Рано уйдя в отставку, Дружинин посвятил себя словесности. Сотрудничал с журналом «Современник», что давало скромные, но достаточные средства, чтобы иметь роскошную квартиру близ Владимирской церкви. По собственному признанию, «любя женщин ужасно», был неутомим с разными Лизеттами, Бертами, Сонями, именовавшимися им «доннами». Как человек приличный и на виду, для такого рода забав снимал специальную квартирку в уединенном местечке, близ Смоленского кладбища, в доме пожилого своего приятеля, Алексея Дмитриевича Михайлова, которого он именовал «Сатиром». Дмитрий Владимирович Григорович, товарищ Дружинина, вспоминал, что никаких особенных оргий на Васильевском не происходило. Гости и «донны» просто водили хороводы вокруг установленной посреди комнаты гипсовой Венеры.

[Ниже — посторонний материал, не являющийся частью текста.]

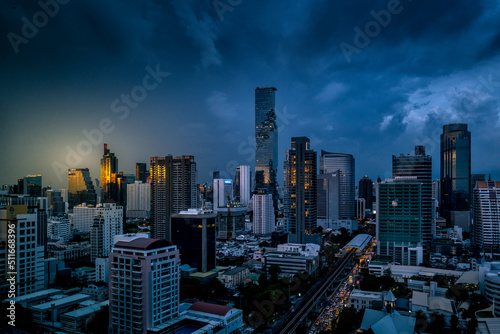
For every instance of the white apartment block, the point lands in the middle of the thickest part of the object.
(144, 279)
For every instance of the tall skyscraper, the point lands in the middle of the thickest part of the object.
(138, 200)
(419, 165)
(193, 232)
(144, 278)
(80, 187)
(345, 164)
(107, 223)
(109, 172)
(300, 201)
(266, 137)
(20, 221)
(399, 220)
(263, 213)
(242, 184)
(33, 185)
(487, 216)
(455, 170)
(184, 183)
(366, 191)
(141, 172)
(161, 196)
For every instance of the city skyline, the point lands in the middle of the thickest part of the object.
(68, 79)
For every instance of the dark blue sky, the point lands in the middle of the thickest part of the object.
(189, 70)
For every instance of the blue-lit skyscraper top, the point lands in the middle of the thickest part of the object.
(266, 136)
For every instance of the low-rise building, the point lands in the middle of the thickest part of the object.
(233, 277)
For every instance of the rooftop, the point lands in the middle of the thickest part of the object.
(143, 244)
(210, 308)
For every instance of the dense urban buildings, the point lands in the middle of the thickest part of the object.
(300, 202)
(419, 165)
(487, 216)
(109, 172)
(80, 187)
(161, 196)
(455, 170)
(345, 164)
(143, 285)
(365, 188)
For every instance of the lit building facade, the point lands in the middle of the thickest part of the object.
(144, 283)
(300, 200)
(345, 164)
(80, 187)
(487, 216)
(455, 169)
(109, 172)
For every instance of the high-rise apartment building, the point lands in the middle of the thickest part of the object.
(138, 200)
(193, 232)
(365, 187)
(266, 136)
(33, 185)
(487, 216)
(20, 223)
(345, 164)
(419, 165)
(107, 223)
(184, 183)
(144, 278)
(300, 200)
(242, 184)
(263, 213)
(141, 172)
(455, 170)
(161, 196)
(80, 187)
(399, 220)
(109, 173)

Дружинин был человеком общественным, что в середине прошлого века подразумевало бесчисленные визиты, балы, лотереи и, разумеется, обеды: у Дюссо, Бореля, Кюба. Таким образом, пятачок, на котором эти ресторации помещались — Морские, между Невским и Кирпичным переулком — был отлично ему знаком. Ресторан А. Бореля, любимый авторами «Современника» и «Отечественных записок», находился в доме Руадзе (Большая Морская, 16), построенном в начале 1850-х годов (арх. Р. А. Желязевич). Дом был записан на жену Руадзе, служившего сначала смотрителем при слонах в зверинце, а потом театральным кассиром. Государь Николай Павлович поинтересовался, откуда у скромного служащего такие деньги, чтоб отгрохать громадный четырехэтажный дом. Призвана была красавица-жена Руадзе, ответившая на прямой вопрос, потупив очи, что деньги — «приобретенные собственными средствами»…

Соседний, известный нам косиковский дом в 1858 году перешел во владение Елисеевых. Эта торговая фирма, специализировавшаяся на продаже вин, фруктов и бакалеи, основана ярославским крестьянином Петром Елисеевичем Елисеевым, в 1813 году открывшим лавочку «колониальных товаров» в котоминском доме на Невском, 18. Сыновья его, Григорий и Степан Петровичи, владели уже многомиллионным состоянием, собственными кораблями и винными оптовыми складами в Хересе, Бордо и Мадере. Елисеевы значительно расширили и перестроили косиковский дом, с соседними флигелями по Морской и Мойке занявший целый квартал. Ряд помещений у Елисеевых сдавался в аренду под общественные нужды. В главном корпусе, со стороны Невского, устраивались музыкальные вечера и балы так называемого Благородного собрания. На Морской находился известный в истории отечественного либерализма «Шахматный клуб», основанный в 1853 году.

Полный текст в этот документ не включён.